Agnès Pannier-Runacher: l'ex-Faurecia devient ministre déléguée

Énarque comme lui, haute fonctionnaire qui a alterné public et privé comme lui: Agnès Pannier-Runacher, promue lundi ministre déléguée à l'Industrie, est un soutien d'Emmanuel Macron de la première heure qui a fait ses premiers pas en politique à Bercy... comme le président.

Les comparaisons s'arrêtent là. Si Emmanuel Macron a été propulsé au ministère de l'Economie, cette inspectrice des Finances de 46 ans a été nommée en octobre 2018 à la fonction plus discrète de secrétaire d'Etat à l'Economie.
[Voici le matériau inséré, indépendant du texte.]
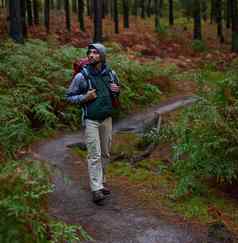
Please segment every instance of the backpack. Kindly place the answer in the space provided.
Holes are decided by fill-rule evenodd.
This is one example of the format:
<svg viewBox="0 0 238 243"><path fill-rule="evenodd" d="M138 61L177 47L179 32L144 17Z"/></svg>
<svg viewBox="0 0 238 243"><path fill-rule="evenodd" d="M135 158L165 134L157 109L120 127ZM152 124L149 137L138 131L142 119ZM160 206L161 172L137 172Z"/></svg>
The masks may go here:
<svg viewBox="0 0 238 243"><path fill-rule="evenodd" d="M83 74L84 78L88 81L89 88L92 88L90 77L88 76L87 72L84 71L84 67L87 64L89 64L88 58L81 58L81 59L76 60L73 63L73 77L72 77L72 79L76 76L76 74L81 72ZM115 78L113 77L112 70L109 71L109 76L110 76L112 83L115 83ZM117 94L111 94L111 98L112 98L112 107L118 108L120 106L120 101L119 101L118 95Z"/></svg>
<svg viewBox="0 0 238 243"><path fill-rule="evenodd" d="M73 63L73 77L72 79L75 77L76 74L80 73L82 71L82 69L89 64L89 60L88 58L81 58L76 60Z"/></svg>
Elle restera chargée de l'Industrie dans le gouvernement du nouveau Premier ministre Jean Castex, mais avec le grade plus élevé de "ministre déléguée", et tout en restant sous l'égide de Bruno Le Maire, lui-même reconduit comme ministre de l'Economie, des finances... et de la relance.

C'est sur le bureau de Mme Pannier-Runacher qu'atterrissent les dossiers les plus épineux, doux euphémisme pour des fermetures d'usines et les conflits sociaux qui remontent jusqu'à Bercy.

De la recherche d'un repreneur pour l'aciérie de Saint-Saulve (Nord) au plan social annoncé récemment par Nokia, en passant par l'approvisionnement en masques pendant le confinement, cette Parisienne pur jus a eu l'occasion de faire le tour de la France qui se désindustrialise, au cours d'un mandat qui a débuté juste avant la crise des "gilets jaunes".

Pour ceux qui l'ont vue revenir en tennis à Bercy, où elle avait commencé sa carrière comme inspectrice des Finances de 2000 à 2003 après l'ENA (promotion Averroès 1998-2000), cette tenue décontractée ne correspondait pas à la détermination dont elle a fait preuve immédiatement.

"Elle s'est tout de suite montrée conquérante", explique une source à l'AFP, témoin de ses premiers pas au ministère. "Elle y est allée! Elle est courageuse et efficace", commente-t-on dans l'entourage de Bruno Le Maire, le ministre des Finances qui se félicite de "la confiance que l'on peut avoir en elle" pour gérer les dossiers difficiles.

Un avis que l'opposition ne partage pas, en particulier à gauche. "Elle est certainement compétente, mais il lui manque une fibre politique, de l'incarnation", commente un élu sous anonymat, qui lui reproche sa froideur dans la gestion des fermetures d'usines.

Adepte de la +start-up nation+, elle s'est aussi impliquée pour le +made in France+ en organisant une exposition à l'Elysée de produits français en janvier.

- Impliquée sur les retraites -

Mme Pannier-Runacher s'est surtout métamorphosée à la fin de l'année dernière lorsque le gouvernement a entrepris la réforme des retraites, provoquant de longues grèves.

Montant au front, la secrétaire d'Etat oublie alors son image de bonne élève des beaux quartiers qui lisait avec application des réponses rédigées par ses services devant les députés de l'Assemblée nationale.

Sur les plateaux de télévision, elle ne se contente pas de défendre le projet du gouvernement, allant au "clash" avec les syndicalistes de la CGT qui lui tiennent tête. Un positionnement politique qui l'a conduite à se présenter sur la liste LREM dans le très chic 16e arrondissement de Paris, mais sans succès.

Son expérience professionnelle lui a peut-être été utile lors de la gestion des masques pendant le confinement. "Si personne ne parle de ce sujet depuis le déconfinement, c'est la preuve qu'elle a fait du bon boulot", se félicite-t-on dans l'entourage de M. Le Maire.

Pendant le confinement, elle a ainsi retrouvé un domaine qu'elle connaissait depuis qu'elle avait exercé les fonctions de directrice de cabinet de la directrice générale de l'Assistance Publique-Hôpitaux de Paris (AP-HP) de 2003 à 2006, poste où elle était notamment chargée de la mise en place de la réforme de la tarification à l'activité.

Diplômée d'HEC et de Sciences Po, cette mère de trois enfants se distingue de ses collègues du gouvernement pour avoir longtemps travaillé dans le privé avant de rejoindre Bercy.

Elle a notamment exercé les fonctions de directrice adjointe des finances et de la stratégie du groupe Caisse des dépôts.

Elle est passée en 2011 chez l'équipementier automobile Faurecia comme "directrice de division clients", avant de devenir en janvier 2013 directrice générale déléguée de la Compagnie des Alpes, leader mondial de l'exploitation des domaines skiables.